The Falling
Set in 1969, in the physically intimate, emotionally claustrophobic hothouse of a rural English girls school, The Falling begins as pupils discover sex, poetry, pregnancy and death. And then it gets weird in Carol Morley’s fascinating film, which tugs at the edges of the medium as it tells its story of unaccountable coincidences, strange spasms and feinting spells. Is it collective hysteria or something to do with the mystical occult vibes of the era?

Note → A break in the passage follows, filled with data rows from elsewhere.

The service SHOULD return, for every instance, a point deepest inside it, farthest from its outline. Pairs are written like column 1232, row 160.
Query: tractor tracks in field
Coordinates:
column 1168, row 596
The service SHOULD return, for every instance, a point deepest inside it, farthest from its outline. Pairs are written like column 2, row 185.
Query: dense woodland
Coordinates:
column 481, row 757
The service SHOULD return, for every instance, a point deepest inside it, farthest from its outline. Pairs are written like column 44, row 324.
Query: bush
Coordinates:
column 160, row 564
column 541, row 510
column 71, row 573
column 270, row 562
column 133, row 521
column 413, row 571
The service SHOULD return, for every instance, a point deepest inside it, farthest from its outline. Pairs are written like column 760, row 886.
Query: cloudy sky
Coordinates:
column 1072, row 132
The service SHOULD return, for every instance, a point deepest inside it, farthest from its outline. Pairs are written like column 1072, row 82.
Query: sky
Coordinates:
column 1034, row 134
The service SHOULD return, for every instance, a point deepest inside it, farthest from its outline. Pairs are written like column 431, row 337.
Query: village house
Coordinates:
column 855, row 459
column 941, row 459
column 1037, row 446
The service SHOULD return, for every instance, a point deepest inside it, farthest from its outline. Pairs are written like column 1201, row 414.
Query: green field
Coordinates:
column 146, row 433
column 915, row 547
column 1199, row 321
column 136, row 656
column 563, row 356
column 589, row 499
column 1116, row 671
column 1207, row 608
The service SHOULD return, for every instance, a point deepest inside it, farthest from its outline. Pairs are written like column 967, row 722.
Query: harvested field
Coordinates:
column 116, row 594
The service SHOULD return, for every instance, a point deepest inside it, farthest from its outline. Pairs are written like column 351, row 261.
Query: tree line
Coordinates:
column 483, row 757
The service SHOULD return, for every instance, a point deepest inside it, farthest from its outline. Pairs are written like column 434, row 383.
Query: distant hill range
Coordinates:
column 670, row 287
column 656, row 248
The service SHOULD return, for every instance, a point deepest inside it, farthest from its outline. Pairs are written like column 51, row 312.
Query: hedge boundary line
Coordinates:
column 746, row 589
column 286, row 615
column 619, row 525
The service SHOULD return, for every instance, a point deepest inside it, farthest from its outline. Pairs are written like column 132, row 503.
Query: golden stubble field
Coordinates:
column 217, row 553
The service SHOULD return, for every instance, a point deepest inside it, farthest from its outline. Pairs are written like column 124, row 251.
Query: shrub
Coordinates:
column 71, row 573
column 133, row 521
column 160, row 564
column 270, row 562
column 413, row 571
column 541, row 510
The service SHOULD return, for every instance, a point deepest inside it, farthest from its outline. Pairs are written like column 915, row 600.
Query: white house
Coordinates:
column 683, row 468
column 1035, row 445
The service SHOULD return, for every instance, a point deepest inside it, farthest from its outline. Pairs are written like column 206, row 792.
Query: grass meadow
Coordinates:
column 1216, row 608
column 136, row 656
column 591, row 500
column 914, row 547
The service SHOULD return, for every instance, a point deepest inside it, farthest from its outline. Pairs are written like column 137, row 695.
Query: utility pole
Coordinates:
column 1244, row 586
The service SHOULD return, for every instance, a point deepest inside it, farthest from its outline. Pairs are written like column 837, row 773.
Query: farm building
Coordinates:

Living in Oblivion: The 20th Anniversary Edition
Filmed at the height of the ’90s indie film boom, Living in Oblivion (1995) is an affectionate insider’s spoof of the era’s modestly budgeted, outside-of-Hollywood scene. Writer-director Tom DiCillo nails the repetition of a movie shoot and the possibility that everything that can go wrong will. Living in Oblivion features two indie stars of the ’90s, Steve Buscemi and Catherine Keener. The 20th Anniversary Edition includes interviews with members of the cast and crew.
Souvenirs of Bucovina
When esteemed music-documentarian Robert Mugge (Deep Blues, Hellhounds on My Trail) went to Romania, he brought his cameras and made a film. Music factors prominently, including melancholy local folk songs, the resonant chants of Eastern Orthodox priests, klezmer-accented accordion players and contemporary tunes by Romanian rock bands. Mugge and partner Diana Zelman seek out local artisans and historians, finding collaboration and resistance against Nazis and Communists, and the imprint of the past on the present.
Pitfall
In this 1948 film noir, Dick Powell plays an insurance executive with a loving wife (Jane Wyatt), adorable son and pleasant suburban home. A sleazy private detective and ex-cop with influence on the force (Raymond Burr) leads him to a femme fatale (Lizabeth Scott). And just when you think you know where it’s going, well, it goes there but gets complicated. Scott is sympathetic as a woman buffeted by a world of unreliable, unstable men.